7° Il ne faut pas qu’un seigneur s’attende, en faisant cultiver sa terre sous ses yeux, à faire la fortune d’un entrepreneur des hôpitaux ou des fourrages de l’armée ; mais il vivra dans la plus honorable abondance[2].

8º S’il fait la dépense d’un étalon, il aura en quatre ans de beaux chevaux qui ne lui coûteront rien ; il y gagnera, et l’État aussi.

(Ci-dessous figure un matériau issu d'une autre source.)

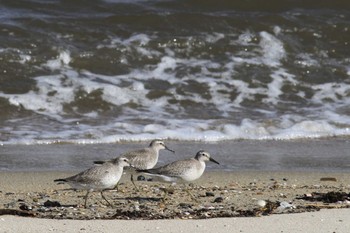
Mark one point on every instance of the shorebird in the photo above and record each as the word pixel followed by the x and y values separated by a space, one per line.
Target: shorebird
pixel 145 158
pixel 182 170
pixel 98 178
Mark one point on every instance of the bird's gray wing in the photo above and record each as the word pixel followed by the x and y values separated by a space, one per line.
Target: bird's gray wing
pixel 173 169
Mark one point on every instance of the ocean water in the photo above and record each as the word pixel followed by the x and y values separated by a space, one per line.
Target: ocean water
pixel 87 72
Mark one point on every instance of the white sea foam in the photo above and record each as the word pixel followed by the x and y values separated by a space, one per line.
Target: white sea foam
pixel 272 49
pixel 157 118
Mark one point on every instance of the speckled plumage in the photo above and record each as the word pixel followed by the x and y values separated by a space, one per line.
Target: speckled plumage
pixel 98 178
pixel 182 170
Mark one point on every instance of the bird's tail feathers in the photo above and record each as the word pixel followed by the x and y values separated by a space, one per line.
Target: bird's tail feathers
pixel 60 181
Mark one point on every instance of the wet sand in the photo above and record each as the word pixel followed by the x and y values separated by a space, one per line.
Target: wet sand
pixel 222 198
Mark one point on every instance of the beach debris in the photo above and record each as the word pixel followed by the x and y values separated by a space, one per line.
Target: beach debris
pixel 284 206
pixel 329 179
pixel 209 194
pixel 218 200
pixel 261 203
pixel 49 203
pixel 330 197
pixel 23 213
pixel 25 207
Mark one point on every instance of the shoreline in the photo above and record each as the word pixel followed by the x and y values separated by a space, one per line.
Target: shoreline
pixel 239 155
pixel 218 194
pixel 228 198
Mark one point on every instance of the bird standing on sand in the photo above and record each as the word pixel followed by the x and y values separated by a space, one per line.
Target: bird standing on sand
pixel 145 158
pixel 98 178
pixel 183 170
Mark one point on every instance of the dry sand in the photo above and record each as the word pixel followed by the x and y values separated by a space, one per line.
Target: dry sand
pixel 329 221
pixel 220 194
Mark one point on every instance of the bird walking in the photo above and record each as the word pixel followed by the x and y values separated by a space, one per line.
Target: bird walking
pixel 182 170
pixel 98 178
pixel 145 158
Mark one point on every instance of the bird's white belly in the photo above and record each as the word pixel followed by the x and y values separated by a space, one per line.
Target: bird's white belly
pixel 192 174
pixel 110 180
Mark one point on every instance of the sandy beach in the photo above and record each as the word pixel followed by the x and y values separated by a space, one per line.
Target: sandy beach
pixel 228 202
pixel 267 186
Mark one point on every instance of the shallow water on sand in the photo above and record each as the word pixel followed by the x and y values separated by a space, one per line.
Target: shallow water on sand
pixel 310 155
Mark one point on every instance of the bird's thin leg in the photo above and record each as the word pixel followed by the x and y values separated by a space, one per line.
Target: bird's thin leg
pixel 132 180
pixel 85 198
pixel 166 192
pixel 116 187
pixel 104 198
pixel 190 193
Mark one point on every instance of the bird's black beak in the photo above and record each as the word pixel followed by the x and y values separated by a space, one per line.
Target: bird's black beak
pixel 213 160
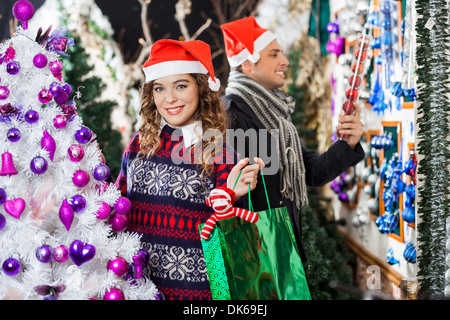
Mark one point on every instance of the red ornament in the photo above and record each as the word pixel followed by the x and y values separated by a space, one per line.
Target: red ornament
pixel 348 107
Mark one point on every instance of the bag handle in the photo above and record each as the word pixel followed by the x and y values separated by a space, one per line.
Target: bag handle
pixel 250 205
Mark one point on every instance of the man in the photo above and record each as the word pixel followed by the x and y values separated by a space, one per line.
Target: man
pixel 255 103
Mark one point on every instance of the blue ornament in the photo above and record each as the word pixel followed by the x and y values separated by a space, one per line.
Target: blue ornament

Si le fermier est malheureusement obligé de vendre tous les veaux et toutes les génisses pour être en état de payer le roi et son maître, le même seigneur fait élever ces génisses et quelques veaux. Il a au bout de trois ans des troupeaux considérables sans frais. Tous ces détails produisent l’agréable et l’utile. Le goût de ces occupations augmente chaque jour ; le temps affaiblit presque toutes les autres.

9º S’il y a de mauvaises récoltes, des dommages, des pertes, le seigneur est en état de les réparer. Le fermier et le métayer ne peuvent même les supporter. Il est donc essentiel à l’État que les possesseurs habitent souvent leurs domaines.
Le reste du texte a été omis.